Printable Version
Pronunciation: de-prê-dayt Hear it!

Part of Speech: Verb

Meaning: To prey on, plunder, ransack, ravage, lay waste.

Notes: Today's word, which has nothing to do with predating, has an abundant family. The personal noun, depredator [de-prê-day-dêr], has the accent on the same syllable. However, in the action noun depredation [de-prê-day-shên], and in the adjective depredatory [di-pred-ê-tor-ri], it changes syllables.
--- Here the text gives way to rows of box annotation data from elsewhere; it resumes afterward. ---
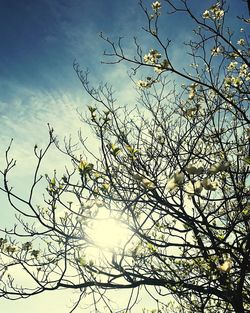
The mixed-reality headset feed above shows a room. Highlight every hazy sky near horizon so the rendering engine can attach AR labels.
[0,0,247,313]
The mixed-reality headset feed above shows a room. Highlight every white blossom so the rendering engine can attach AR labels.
[185,164,204,175]
[211,47,222,56]
[237,38,245,46]
[166,172,184,191]
[202,10,210,18]
[202,177,218,191]
[208,161,230,174]
[227,61,238,71]
[185,180,203,194]
[152,1,161,12]
[217,259,233,273]
[142,178,156,190]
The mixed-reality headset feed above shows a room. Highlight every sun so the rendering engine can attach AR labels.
[88,217,129,250]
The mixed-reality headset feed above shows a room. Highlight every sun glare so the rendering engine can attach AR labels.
[89,218,129,249]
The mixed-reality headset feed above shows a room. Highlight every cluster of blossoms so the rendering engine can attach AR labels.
[224,61,250,88]
[211,47,223,56]
[188,84,197,100]
[237,38,245,46]
[143,49,161,64]
[239,64,250,81]
[202,2,224,20]
[132,173,156,190]
[224,76,243,88]
[143,49,170,73]
[152,1,161,13]
[166,160,231,195]
[137,77,155,89]
[227,61,238,72]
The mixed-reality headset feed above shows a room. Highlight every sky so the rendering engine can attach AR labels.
[0,0,247,313]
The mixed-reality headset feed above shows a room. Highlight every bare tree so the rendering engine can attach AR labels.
[0,0,250,313]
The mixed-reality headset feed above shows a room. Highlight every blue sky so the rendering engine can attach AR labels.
[0,0,247,313]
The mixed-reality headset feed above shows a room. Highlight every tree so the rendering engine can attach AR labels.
[0,0,250,313]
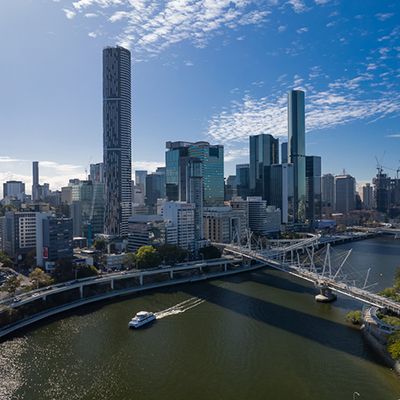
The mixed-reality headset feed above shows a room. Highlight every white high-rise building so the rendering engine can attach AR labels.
[321,174,335,214]
[247,196,281,235]
[103,46,132,236]
[3,181,25,201]
[335,175,356,214]
[363,183,374,210]
[161,201,196,250]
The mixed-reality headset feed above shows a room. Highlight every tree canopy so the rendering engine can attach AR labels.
[157,244,188,265]
[29,268,53,289]
[94,239,107,251]
[135,246,161,268]
[123,253,136,269]
[53,259,98,282]
[0,251,13,268]
[199,246,222,260]
[1,275,21,295]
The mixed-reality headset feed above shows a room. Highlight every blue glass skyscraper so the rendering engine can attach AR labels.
[288,90,306,223]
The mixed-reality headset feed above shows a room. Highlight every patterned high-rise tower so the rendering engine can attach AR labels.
[103,46,132,236]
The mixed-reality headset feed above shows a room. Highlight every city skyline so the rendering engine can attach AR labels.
[0,1,399,192]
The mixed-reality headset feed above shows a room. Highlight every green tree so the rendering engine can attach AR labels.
[24,249,36,268]
[1,275,21,296]
[199,246,222,260]
[94,239,107,251]
[123,253,136,269]
[157,244,188,265]
[135,246,161,268]
[53,259,99,282]
[76,265,99,279]
[346,310,362,325]
[53,259,75,282]
[393,267,400,290]
[387,331,400,360]
[0,251,13,268]
[29,267,53,289]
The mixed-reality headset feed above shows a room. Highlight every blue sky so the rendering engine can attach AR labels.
[0,0,400,192]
Don't confuse today's word with deprecate.

In Play: This verb originally referred to predatory actions: "Tigers and leopard depredate villagers in the winter." However, the sense of this word has expanded since it entered English in the 17th century: "Tornadoes depredate wide and, sometimes, long swathes of inhabited areas." We might even try a figurative use: "Lucinda Head depredated the meeting with her verbal bullying about makeup and fashion."
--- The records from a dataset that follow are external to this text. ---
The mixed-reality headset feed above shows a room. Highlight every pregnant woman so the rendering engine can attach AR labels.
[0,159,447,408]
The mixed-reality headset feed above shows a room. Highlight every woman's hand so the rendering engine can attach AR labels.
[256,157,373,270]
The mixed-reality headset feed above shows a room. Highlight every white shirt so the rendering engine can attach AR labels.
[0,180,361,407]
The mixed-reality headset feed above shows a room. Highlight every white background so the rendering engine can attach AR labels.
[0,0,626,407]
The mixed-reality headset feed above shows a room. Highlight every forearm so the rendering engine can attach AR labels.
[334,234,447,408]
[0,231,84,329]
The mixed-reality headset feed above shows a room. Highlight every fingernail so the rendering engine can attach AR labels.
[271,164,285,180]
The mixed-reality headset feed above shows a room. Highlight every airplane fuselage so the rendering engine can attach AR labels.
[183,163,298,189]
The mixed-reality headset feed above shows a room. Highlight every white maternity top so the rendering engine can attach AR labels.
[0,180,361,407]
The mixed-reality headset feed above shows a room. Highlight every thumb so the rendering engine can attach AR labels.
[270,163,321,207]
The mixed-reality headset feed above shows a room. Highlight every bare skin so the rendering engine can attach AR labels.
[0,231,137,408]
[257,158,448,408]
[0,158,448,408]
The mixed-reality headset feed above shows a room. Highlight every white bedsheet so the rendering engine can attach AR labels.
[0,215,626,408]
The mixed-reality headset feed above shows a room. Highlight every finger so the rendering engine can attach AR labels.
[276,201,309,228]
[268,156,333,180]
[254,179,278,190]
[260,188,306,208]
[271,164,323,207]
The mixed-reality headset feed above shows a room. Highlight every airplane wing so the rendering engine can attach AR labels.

Word History: Today's Good Word was sneaked away from Latin depraedatus, the past participle of depraedare "to pillage, ravage", made up of de- "from, thoroughly" + praedari "to plunder, prey on", a verb based on praeda "prey, booty, spoils". English prey was all that was left of praeda when Old French finished with it (Old French preie). Latin inherited its word from a prefixed form of PIE ghe(n)d- "to grab, seize" with a Fickle N. The N is present in Albanian gjen "finds", Latin prehendere "to catch", and Welsh gynnal, cynnal "to hold, maintain". Without the N we find Russian zagadka "riddle", English get and guess (from get-s), and Lithuanian godus "greedy, avid". (Now a bow to active Agoran Eileen Opiolka, who recommended today's almost forgotten Good Word for our enjoyment.)